It is, ultimately, their country and their lives at stake:
President Barack Obama and top U.S. military commanders are being pressed by senators and civilian advisers to more than double the size of Afghan security forces, a move that would cost billions of dollars.
In letters and face-to-face meetings, the lawmakers and the advisers have urged Obama, National Security Advisor Jim Jones and the new U.S. commander in Afghanistan to boost the Afghan National Army and police from current levels of 175,000 to at least 400,000.
“Any further postponement” of a decision to support a surge in Afghan forces will hamper U.S. efforts to quell an insurgency in its eighth year, Senators Joseph Lieberman, chairman of the Homeland Security Committee, and Carl Levin, chairman of the Armed Services Committee, wrote to the White House in a July 21 letter obtained by Bloomberg News.

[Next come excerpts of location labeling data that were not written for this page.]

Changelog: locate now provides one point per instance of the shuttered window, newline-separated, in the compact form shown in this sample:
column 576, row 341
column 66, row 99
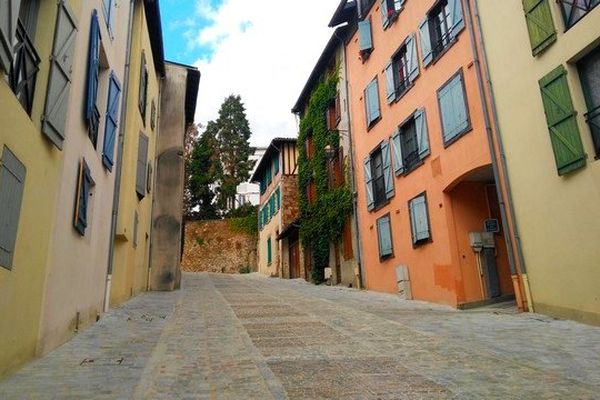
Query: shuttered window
column 84, row 186
column 142, row 162
column 453, row 109
column 371, row 99
column 562, row 123
column 384, row 237
column 12, row 183
column 143, row 92
column 540, row 24
column 59, row 80
column 92, row 113
column 365, row 38
column 419, row 219
column 112, row 121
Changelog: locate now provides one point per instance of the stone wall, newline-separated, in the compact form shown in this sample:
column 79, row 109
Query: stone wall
column 213, row 246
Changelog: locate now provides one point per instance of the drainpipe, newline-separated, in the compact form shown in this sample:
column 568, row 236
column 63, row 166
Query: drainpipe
column 496, row 163
column 119, row 167
column 358, row 248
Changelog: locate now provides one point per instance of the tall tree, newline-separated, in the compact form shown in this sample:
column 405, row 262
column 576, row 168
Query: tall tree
column 204, row 167
column 233, row 134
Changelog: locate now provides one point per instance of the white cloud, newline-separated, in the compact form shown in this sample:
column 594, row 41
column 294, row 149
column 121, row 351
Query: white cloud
column 264, row 50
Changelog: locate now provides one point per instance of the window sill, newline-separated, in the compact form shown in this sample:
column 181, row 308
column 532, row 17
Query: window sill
column 457, row 137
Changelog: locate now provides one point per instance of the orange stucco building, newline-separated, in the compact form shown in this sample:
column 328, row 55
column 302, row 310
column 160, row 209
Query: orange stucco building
column 425, row 177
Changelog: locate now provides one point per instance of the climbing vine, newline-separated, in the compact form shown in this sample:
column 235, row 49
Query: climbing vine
column 321, row 222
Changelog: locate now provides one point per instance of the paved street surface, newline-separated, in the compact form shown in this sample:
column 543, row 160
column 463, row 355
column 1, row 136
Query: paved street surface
column 250, row 337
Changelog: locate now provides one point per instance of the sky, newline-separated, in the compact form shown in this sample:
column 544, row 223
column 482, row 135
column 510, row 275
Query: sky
column 263, row 50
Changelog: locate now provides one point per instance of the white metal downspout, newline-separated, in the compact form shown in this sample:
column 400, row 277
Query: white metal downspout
column 495, row 162
column 119, row 168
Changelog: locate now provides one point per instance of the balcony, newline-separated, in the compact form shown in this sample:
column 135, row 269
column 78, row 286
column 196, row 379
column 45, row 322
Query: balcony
column 24, row 69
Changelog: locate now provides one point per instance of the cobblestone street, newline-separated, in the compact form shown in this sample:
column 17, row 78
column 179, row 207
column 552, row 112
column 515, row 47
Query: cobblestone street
column 249, row 337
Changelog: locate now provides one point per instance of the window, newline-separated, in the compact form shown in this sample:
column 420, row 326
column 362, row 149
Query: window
column 410, row 143
column 371, row 98
column 365, row 38
column 419, row 220
column 59, row 80
column 112, row 121
column 379, row 180
column 440, row 28
column 12, row 183
column 384, row 237
column 562, row 122
column 453, row 109
column 589, row 72
column 143, row 95
column 389, row 11
column 84, row 188
column 574, row 10
column 402, row 70
column 23, row 70
column 92, row 113
column 142, row 162
column 540, row 24
column 269, row 252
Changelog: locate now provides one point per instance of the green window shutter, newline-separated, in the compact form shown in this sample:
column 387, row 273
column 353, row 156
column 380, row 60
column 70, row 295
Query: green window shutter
column 540, row 24
column 59, row 81
column 12, row 182
column 562, row 123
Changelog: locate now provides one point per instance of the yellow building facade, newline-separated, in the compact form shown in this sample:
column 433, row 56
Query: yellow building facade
column 543, row 59
column 130, row 263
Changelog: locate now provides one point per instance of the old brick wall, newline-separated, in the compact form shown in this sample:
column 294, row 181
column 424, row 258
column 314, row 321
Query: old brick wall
column 213, row 246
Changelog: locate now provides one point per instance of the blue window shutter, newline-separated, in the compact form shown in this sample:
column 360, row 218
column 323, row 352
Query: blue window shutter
column 365, row 38
column 426, row 51
column 93, row 66
column 390, row 84
column 412, row 60
column 397, row 152
column 388, row 175
column 457, row 22
column 12, row 183
column 112, row 121
column 422, row 133
column 369, row 184
column 384, row 236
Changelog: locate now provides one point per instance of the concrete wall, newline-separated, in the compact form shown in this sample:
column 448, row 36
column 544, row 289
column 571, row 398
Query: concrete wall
column 216, row 246
column 21, row 288
column 131, row 263
column 559, row 217
column 167, row 214
column 77, row 265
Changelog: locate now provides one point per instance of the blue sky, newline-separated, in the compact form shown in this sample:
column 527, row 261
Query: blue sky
column 182, row 19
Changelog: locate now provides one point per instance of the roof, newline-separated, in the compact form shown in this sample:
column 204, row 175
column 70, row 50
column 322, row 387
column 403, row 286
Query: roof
column 334, row 42
column 273, row 147
column 155, row 30
column 344, row 13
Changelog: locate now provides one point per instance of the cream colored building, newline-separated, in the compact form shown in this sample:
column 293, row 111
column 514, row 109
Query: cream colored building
column 544, row 63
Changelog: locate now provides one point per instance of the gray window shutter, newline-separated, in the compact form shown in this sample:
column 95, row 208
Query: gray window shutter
column 384, row 235
column 142, row 161
column 426, row 52
column 369, row 184
column 390, row 85
column 12, row 183
column 422, row 133
column 457, row 22
column 388, row 175
column 397, row 152
column 59, row 81
column 411, row 58
column 365, row 39
column 385, row 20
column 9, row 12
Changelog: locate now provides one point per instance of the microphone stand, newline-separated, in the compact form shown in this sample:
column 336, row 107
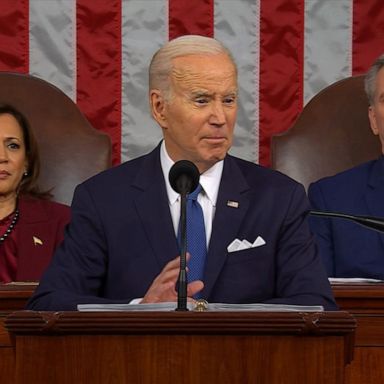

General Stanley McChrystal, the new U.S. and NATO commander in Afghanistan, will recommend a speedier expansion of Afghan forces beyond current targets in an assessment he will give within a month to U.S. Defense Secretary Robert Gates and North Atlantic Treaty Organization Secretary General Anders Fogh Rasmussen, according to a senior military official familiar with the review.
No matter how good our troops are, they can’t win this campaign for the Afghans. Just as in Iraq, eventually the Afghans will have to step up in sufficient numbers to take the main burden of crushing the enemy. We should be doing everything we can to get more Afghans in the field against the Taliban/al Qaeda forces.